Other dance performances in film are: "Tango" (2003), "Dreamlovers" (2006) and "Yukka" (2009).
Her choreographies have won awards at the Coquitlam Dance Festival, Dancepower and the Surrey Dance Festival.
Other choreographies: "Lucia di Lammermoor" for Repertory Opera Company, "The Bartered Bride" for Celestial Opera Company, "Aida" for Casa Italiana, "The Rope" for ICAP Theater Company, "Don't try" for Rangeview Productions and "Love of a Nightingale" for Boston Court Theater. She also served as artistic director for "Once upon a Dance Company" in Los Angeles.
Kristie could recently be seen at the "Arts meets Fashion" Show at Boulevard 3 in Hollywood and the "IMATS" Show in Pasadena for which both she choreographed and performed.

===Musical theater===
Kristie's first performance in musical theater was as a blonde Indian in Gateway's Theater production of Peter Pan (1997) followed by the role of Gemini Twin for Centennial Theater's production of A Funny Thing Happened on the Way to the Forum (1998) which brought her a Harris McLean Scholarship Award.

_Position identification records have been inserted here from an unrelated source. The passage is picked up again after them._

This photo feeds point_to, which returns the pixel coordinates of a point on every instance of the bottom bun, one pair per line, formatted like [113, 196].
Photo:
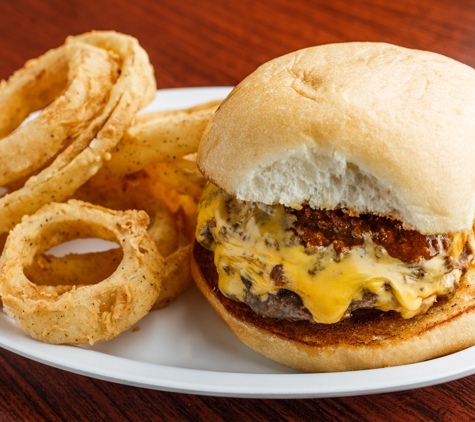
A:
[369, 339]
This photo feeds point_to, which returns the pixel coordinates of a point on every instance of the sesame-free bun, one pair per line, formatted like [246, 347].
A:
[371, 127]
[371, 339]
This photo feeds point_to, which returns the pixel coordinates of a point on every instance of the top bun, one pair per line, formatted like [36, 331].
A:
[371, 127]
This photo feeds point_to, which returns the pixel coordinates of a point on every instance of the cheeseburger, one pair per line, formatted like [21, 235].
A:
[335, 232]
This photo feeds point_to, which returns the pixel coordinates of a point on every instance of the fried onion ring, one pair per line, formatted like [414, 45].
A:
[158, 137]
[90, 73]
[135, 192]
[91, 313]
[82, 159]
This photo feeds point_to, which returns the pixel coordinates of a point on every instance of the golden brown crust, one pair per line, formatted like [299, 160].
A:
[367, 126]
[370, 339]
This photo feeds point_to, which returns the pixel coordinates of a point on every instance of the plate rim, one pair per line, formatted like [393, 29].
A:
[99, 365]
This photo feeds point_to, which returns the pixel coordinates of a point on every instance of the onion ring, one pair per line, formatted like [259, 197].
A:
[83, 158]
[134, 192]
[90, 74]
[160, 136]
[86, 314]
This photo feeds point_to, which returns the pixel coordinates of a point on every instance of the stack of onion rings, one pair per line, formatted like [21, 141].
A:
[89, 91]
[82, 158]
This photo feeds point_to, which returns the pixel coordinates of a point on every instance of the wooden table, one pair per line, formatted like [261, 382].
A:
[210, 43]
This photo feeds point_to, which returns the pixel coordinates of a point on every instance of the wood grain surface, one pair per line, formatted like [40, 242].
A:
[212, 43]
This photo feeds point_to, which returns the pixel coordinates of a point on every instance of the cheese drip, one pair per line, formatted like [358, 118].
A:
[250, 239]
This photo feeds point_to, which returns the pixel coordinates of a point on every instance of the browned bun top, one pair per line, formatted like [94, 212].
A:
[370, 339]
[371, 127]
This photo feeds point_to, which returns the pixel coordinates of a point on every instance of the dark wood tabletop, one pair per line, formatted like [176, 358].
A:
[215, 43]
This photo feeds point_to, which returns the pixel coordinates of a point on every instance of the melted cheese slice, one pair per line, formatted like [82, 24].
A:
[250, 240]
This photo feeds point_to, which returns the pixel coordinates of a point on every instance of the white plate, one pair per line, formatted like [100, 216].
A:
[186, 348]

She could be seen in the variety musical "The Roaring 20's" at Hendry Hall (1998), "Salute to Broadway" at the renowned Stanley Theater (1999), "A Night of Musicals" at the Arts Club Theater (1999) and most recently in the acclaimed Off-Broadway Production of "There's a Marquee" (2007).
Kristie played "Miss Marmelstein" in I Can Get It for You Wholesale (2002), "Val" in A Chorus Line (2003), both at the renowned Theater of Arts in Hollywood, and "Helga" in Cabaret (2003- directed by Alice Carter).

===Plays===
Credits include: "Kathryn Howard" in "The Royal Gambit" (2001), "Rhonda" in "The Secret Rapture" (2001), both Theater of Arts, and "Purple Haze" in "Sunshine for a Midnight Weary" (2005) at the Inglewood Playhouse.

===Filmography===
Kristie's first film role came to her by surprise. Casting director Regine Tamba saw her in an acting class and introduced her to producer Georges Chamchoum who hired her for the role of "Roberta" in the film "September Song". The film was directed by Ulli Lommel and premiered at the Munich Film Festival in 2001 under its original name "Boots".

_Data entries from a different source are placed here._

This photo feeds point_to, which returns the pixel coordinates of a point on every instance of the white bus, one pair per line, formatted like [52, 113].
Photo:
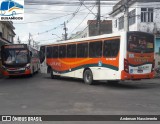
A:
[19, 59]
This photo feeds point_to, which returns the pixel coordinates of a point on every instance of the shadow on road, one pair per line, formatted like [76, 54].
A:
[142, 84]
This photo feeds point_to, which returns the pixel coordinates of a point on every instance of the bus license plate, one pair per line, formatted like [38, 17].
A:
[140, 71]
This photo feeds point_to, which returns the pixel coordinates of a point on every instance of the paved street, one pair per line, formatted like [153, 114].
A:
[43, 95]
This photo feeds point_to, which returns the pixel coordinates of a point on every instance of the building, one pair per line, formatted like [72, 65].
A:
[92, 29]
[143, 15]
[6, 34]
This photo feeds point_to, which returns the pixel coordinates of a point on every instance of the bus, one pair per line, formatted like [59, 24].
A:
[111, 57]
[10, 7]
[19, 59]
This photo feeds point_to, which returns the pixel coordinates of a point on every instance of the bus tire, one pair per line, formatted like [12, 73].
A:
[52, 75]
[88, 77]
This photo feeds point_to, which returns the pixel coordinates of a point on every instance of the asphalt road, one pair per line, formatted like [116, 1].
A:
[42, 95]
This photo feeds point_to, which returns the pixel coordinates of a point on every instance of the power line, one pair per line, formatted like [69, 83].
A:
[44, 20]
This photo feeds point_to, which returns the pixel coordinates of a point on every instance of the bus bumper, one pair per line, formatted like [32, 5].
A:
[127, 76]
[8, 73]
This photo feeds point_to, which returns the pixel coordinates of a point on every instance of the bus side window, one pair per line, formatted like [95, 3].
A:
[71, 50]
[42, 54]
[95, 49]
[55, 51]
[62, 51]
[49, 52]
[82, 50]
[111, 48]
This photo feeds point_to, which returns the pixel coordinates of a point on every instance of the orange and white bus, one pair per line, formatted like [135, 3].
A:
[111, 57]
[19, 59]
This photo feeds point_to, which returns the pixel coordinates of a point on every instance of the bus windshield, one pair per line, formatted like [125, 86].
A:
[15, 56]
[140, 42]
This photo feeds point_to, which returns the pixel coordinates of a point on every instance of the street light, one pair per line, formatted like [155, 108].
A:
[57, 36]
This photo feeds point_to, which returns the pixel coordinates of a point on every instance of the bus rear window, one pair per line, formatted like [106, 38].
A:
[140, 42]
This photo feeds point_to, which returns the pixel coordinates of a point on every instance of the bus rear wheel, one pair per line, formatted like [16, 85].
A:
[88, 77]
[52, 75]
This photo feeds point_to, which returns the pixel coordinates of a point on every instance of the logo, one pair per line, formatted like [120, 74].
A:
[11, 10]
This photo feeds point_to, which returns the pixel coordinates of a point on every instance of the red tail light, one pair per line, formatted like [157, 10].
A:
[153, 65]
[126, 67]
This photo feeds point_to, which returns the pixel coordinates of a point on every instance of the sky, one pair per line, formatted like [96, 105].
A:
[45, 23]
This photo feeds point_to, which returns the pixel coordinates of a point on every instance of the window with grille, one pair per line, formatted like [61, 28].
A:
[146, 14]
[132, 17]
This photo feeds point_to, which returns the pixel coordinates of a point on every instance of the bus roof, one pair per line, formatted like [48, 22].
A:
[85, 39]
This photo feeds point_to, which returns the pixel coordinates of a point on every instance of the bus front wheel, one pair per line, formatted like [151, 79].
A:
[52, 75]
[88, 77]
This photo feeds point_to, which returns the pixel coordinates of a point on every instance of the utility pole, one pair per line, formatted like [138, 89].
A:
[18, 40]
[65, 31]
[126, 16]
[29, 40]
[99, 17]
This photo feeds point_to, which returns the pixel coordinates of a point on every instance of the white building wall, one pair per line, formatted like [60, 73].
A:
[142, 26]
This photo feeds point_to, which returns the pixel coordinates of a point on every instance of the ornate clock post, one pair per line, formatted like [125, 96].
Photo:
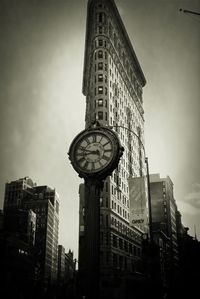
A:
[94, 153]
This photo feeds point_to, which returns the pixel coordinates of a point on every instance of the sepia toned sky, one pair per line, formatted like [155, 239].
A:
[42, 107]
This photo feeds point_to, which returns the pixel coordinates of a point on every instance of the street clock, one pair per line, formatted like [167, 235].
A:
[95, 152]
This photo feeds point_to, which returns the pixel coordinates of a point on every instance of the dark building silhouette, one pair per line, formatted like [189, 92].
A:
[17, 264]
[164, 229]
[23, 197]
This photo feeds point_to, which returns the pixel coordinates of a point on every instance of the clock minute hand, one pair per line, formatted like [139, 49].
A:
[88, 152]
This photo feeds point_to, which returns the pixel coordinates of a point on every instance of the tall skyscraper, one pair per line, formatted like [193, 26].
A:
[164, 215]
[112, 83]
[44, 202]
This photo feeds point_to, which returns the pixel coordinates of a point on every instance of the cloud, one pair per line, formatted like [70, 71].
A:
[193, 198]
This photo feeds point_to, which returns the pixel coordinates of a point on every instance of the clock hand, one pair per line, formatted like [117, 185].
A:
[92, 152]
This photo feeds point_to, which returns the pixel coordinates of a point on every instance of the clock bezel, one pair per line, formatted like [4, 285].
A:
[117, 151]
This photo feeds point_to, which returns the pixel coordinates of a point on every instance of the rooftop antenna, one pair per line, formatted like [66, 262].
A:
[189, 12]
[195, 233]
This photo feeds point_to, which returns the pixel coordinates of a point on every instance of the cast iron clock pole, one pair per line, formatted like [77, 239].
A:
[94, 153]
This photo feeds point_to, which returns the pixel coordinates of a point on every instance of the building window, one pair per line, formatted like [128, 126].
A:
[100, 54]
[100, 115]
[114, 241]
[100, 66]
[100, 89]
[100, 102]
[100, 17]
[100, 77]
[100, 42]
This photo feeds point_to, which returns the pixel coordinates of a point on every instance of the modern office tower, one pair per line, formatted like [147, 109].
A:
[21, 223]
[61, 264]
[44, 202]
[112, 83]
[164, 211]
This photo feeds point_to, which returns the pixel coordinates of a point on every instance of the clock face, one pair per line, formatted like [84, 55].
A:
[93, 152]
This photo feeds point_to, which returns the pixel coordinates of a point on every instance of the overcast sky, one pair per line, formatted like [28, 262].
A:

The feature was followed by a role in the short film "Dignity" (2002). Kristie went on to television and could be seen in TV shows such as NBC's "Las Vegas" (2003), "The Division" (2004) for Lifetime Entertainment, and Warner Bros "Eyes" (2005).
Kristie had a starring role in the feature film "Kissing Strangers" (2010) and is set to play "Ingrid" in the feature film "The Scottish Doctor" as well as "Chloe" in the feature "Group Therapy", both produced by Primitive Dog.
Kristie earned her first official producer credit for the romantic comedy "Surviving in LA" (2010). She also wrote and played the lead role in the short film pilot "In the Meantime" (2010) which is set to go into a webseries production in the fall of 2011. Kristie completed the comedy short "Two Oranges And A Lemon" (2014) for Tuzla Film Festival directed by award-winning director Allison Beda.